Politicians who voted against funding health care for workers sickened by cleaning up the debris after 9/11 then decided that hallowed ground should not have an Islamic cultural center built more than two blocks away from ground zero. These parasites had no idea the project existed until it was brought to their attention by a Muslim hating blogger who, common to that breed, treats the world’s more than one billion Muslims as though they were the alleged 19 terrorists of 9/11. These ghouls -- they actually give a bad name to creatures who feed on the dead -- unleashed an anti-Islamic wave of moronic and hateful bigotry beyond anything provoked by real problems of war, immigration, unemployment and the overall economic crisis.

The programmed remembrances of that tragic day of 9/11 always attempt to obliterate awareness of the much greater slaughters it was used to provoke and the present national threat posed by our perverse foreign and economic policies which serve wealthy minorities while driving the majority apart -- and nearly out of its mind -- with divisive cultural and identity barriers. These prevent us from seeing the ominous burdens we bear collectively and from which we have no personal, cultural or hyphenated protection. We are made to accept ourselves as dozens of artificially separated minorities, but are forbidden from seeing ourselves more realistically as two hyphenated groups:

1: Rich-American

and

2: the-other-ninety-nine-percent-who-work-for-a-living Americans.

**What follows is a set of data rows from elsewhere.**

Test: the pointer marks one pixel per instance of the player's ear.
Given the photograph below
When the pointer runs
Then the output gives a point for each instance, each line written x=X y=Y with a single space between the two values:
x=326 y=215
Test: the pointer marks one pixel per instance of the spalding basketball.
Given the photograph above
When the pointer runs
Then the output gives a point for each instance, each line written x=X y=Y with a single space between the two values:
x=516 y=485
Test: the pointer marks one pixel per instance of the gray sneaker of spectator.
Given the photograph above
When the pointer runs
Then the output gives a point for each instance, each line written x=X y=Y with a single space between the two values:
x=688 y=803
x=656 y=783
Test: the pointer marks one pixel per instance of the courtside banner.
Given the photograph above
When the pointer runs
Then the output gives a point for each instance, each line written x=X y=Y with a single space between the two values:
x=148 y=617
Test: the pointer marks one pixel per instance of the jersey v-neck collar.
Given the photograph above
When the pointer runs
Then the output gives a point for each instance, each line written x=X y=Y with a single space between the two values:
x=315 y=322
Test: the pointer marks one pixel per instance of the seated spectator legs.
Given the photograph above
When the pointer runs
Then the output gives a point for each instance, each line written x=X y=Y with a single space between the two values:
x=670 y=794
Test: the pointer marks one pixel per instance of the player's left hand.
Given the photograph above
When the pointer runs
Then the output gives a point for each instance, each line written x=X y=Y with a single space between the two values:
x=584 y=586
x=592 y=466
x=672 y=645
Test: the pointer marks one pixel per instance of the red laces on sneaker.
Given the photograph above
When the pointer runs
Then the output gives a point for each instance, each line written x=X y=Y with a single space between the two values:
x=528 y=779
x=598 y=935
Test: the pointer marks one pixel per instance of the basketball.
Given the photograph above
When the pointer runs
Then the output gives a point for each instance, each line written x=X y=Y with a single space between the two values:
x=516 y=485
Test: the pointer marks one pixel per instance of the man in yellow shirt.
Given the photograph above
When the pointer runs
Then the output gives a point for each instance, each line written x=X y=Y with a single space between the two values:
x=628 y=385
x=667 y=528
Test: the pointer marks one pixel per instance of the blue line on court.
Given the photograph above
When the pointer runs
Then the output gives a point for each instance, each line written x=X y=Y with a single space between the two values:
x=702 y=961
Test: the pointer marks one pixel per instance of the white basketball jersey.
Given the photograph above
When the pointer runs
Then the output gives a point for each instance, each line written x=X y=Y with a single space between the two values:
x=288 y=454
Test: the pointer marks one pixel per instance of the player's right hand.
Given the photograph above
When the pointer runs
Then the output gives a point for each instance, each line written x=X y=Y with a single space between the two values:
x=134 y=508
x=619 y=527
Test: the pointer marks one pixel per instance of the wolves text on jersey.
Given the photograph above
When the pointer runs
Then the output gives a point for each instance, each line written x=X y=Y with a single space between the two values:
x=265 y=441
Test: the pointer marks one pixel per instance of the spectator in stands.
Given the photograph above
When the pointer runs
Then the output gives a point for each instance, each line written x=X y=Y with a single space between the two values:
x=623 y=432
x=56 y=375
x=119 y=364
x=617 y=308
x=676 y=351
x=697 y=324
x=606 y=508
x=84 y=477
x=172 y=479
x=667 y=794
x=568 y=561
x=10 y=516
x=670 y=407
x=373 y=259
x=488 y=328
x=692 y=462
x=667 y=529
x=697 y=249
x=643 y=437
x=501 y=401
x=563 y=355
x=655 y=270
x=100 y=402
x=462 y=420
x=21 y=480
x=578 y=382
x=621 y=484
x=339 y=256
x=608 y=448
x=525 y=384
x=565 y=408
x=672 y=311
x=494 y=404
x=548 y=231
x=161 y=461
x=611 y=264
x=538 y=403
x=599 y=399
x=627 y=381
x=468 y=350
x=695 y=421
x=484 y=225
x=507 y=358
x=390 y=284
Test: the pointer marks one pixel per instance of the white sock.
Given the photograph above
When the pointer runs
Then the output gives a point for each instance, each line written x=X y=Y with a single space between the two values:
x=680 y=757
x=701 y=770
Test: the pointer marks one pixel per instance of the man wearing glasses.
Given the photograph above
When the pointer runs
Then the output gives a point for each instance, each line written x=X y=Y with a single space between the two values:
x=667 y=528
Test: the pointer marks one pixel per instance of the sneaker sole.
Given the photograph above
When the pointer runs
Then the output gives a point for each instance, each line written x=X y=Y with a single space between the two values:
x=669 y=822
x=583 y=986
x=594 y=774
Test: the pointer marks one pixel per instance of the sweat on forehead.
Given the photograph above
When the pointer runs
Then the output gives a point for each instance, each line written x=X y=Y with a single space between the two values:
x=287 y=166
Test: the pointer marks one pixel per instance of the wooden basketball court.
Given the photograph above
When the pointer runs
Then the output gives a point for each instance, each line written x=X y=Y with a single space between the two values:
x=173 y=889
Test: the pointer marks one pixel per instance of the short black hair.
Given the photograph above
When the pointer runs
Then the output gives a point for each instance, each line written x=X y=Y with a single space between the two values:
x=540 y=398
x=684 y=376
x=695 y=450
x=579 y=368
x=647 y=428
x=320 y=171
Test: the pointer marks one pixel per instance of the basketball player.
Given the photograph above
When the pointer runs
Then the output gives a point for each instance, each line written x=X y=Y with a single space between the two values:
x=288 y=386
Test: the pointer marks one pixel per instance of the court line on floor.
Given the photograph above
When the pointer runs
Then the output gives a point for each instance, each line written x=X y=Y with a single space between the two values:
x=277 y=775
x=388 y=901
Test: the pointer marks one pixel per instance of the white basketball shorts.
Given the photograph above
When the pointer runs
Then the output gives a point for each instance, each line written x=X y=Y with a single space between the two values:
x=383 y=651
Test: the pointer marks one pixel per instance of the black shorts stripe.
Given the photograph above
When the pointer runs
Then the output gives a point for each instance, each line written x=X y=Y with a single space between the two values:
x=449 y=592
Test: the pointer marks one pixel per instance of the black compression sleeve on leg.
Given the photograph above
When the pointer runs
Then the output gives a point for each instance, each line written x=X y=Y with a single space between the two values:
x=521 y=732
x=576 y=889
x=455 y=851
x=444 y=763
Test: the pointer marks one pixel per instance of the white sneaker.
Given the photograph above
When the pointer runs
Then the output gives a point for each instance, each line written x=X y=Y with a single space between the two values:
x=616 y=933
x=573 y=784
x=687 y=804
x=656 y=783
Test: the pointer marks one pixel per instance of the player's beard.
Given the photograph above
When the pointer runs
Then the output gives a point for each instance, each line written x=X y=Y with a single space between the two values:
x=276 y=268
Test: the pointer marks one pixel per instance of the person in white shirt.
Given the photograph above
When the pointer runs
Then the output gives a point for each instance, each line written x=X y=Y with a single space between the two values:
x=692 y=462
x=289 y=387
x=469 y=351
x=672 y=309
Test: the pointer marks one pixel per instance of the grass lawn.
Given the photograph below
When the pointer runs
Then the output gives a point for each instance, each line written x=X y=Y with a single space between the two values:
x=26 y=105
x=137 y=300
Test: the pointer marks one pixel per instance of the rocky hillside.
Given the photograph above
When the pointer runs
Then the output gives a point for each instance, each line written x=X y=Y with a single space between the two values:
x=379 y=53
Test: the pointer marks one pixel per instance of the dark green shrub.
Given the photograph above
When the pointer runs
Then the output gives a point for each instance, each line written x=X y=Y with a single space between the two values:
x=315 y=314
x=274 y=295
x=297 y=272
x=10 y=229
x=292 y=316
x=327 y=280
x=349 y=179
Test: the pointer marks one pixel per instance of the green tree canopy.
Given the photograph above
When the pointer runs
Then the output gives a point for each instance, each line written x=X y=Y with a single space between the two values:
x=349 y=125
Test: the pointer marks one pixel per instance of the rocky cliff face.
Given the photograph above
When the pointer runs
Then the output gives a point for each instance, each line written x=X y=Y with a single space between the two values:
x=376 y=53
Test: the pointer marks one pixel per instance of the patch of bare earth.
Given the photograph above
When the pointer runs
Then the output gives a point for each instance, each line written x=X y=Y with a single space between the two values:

Our mind managers and their servants tell us how desperately we need those wealthy people to invest in the market so that we can survive with jobs they somehow create. Belief in this economic folklore is like believing the most intelligent person in America is that Florida fanatic who threatened to burn the Koran. If you think that’s so, don’t read any further.

The richest 1 percent of Americans now earn -- an extremely relative term -- more than the bottom 50 percent combined. Back in the 1970s, the richest 1 percent collected 8 percent of the national income. By the year 2006, that rose to nearly 23 percent and continues climbing. At this point 99 percent of us are sharing about 75 percent of the income. Sounds fair, if you’re satisfied with being a serf or peasant compared to your rulers. And while the top 100 CEOs once averaged earning 45 times more than their workers, in 2009 the nearly incredible ratio was 1,071 to 1. But wait, that’s not all.

The 400 richest Americans have a combined wealth of more than $1.3 trillion, which averages out to more than 300 billion dollars each. How hard do those 400 work, if at all, compared to the average sanitation, bank, school, healthcare, transit or other worker among the millions in that 99 percent below them who are the substance of daily economic life? Does the expression “democracy” have any real meaning?

We are allowed and encouraged to mobilize against suspected 9/11 conspiracies organized by “our” government, strongly urged and manipulated to form Tea Parties in opposition to the injustices of “our” government, but forbidden from seeing “our” government as a creature of minority wealth operating against “our” interest and threatening the social and natural environment in the process, while sustaining itself by setting us against one another. We are disorganized to hate others among the majority while justifiably being enraged about material conditions which are directly controlled by minorities, which might as well be invisible gods for the way we are socialized to treat or think about them.

If we, the people of these United States are ever to be a united nation, we have to penetrate the lead curtain of misinformation in which we are imprisoned and begin thinking as a population with a collective destiny which demands collective action. We have a serious social identity crisis and cannot save ourselves by making war against ourselves. But if we want a peaceful world and safe environment, we need to break out of the mental prison in which we’ll remain as long as we are kept separate, and unequal, by the controllers of what goes into our minds under the false label of information.